Lo rileva il nono “Rapporto sul Bilancio del Sistema Previdenziale italiano” a cura del Centro Studi e Ricerche Itinerari Previdenziali. In esso si analizzano tutti i flussi finanziari delle varie gestioni previdenziali, comprese quelle degli statali.
Il peso dei dipendenti pubblici sulle pensioni
Nel 2020 la spesa per le pensioni relativa a tutte le gestioni previdenziali è ammontata a 234,7 miliardi di euro.
Il saldo tra entrate contributive e uscite per prestazioni evidenzia un risultato negativo di 39,33 miliardi di euro. Cifra che supera di 18,48 miliardi il saldo del 2019. Questo deficit è il risultato delle gestioni attive e di quelle in disavanzo.
La gestione che presenta il disavanzo più elevato è quella dei dipendenti pubblici. Essa ammonta a 36,42 miliardi di euro, per effetto di entrate contributive pari a 40,14 miliardi e di uscite per 76,56 miliardi. Cifra in progressivo aumento rispetto al passato.

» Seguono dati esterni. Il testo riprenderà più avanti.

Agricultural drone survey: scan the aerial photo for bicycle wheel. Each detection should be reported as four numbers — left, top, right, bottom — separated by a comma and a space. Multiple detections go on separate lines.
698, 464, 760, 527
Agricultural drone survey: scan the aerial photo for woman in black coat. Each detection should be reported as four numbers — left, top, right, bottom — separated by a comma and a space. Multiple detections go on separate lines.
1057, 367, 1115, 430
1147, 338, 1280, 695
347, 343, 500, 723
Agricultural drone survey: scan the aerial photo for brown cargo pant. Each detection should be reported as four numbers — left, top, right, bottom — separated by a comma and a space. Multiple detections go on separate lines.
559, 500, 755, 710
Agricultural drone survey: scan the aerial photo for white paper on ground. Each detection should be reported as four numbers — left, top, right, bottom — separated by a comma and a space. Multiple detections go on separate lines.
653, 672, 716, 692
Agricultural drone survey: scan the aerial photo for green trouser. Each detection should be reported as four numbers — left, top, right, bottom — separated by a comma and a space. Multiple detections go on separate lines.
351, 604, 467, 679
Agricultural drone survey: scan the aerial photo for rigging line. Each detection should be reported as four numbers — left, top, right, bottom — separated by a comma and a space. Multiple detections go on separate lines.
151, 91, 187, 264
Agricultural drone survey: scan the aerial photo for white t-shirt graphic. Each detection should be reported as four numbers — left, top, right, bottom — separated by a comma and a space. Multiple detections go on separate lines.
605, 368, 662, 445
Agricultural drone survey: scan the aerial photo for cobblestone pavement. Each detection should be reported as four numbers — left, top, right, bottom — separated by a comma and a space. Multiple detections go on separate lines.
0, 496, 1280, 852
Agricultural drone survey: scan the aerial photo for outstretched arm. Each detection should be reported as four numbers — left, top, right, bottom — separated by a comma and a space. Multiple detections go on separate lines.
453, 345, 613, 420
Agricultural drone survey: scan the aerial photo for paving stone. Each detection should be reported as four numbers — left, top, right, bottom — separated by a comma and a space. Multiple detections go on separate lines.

Difficoltà a sostenere la spesa
Più nel dettaglio, a pesare sui conti dell’Inps è il fondo ex Ferrovie dello Stato, il cui pesante squilibrio gestionale è stato ripianato mediante trasferimenti a carico del bilancio statale per 4,46 miliardi di euro.
Segue il fondo ex Inpdai e Inpdap, che avevano lasciato in eredità al Inps un buco di bilancio astronomico. L’ex ente previdenziale dei dipendenti pubblici aveva portato in eredità all’Inps ben 10,27 miliardi di disavanzo patrimoniale, a cui si erano aggiunti circa 5,8 miliardi di passivo per il solo esercizio 2012.
Per il 2021 il rapporto di Itinerari Previdenziali prevede un deficit Inps intorno ai 24 miliardi di euro per effetto dell’incremento degli attivi.
Benché la spesa per le pensioni sia sotto controllo, come ribadito dal presidente Inps Pasquale Tridico “il sistema pensionistico in un Paese con 60 milioni di abitanti non si può reggere, nel lungo periodo, con sole 23 milioni di persone che lavorano”.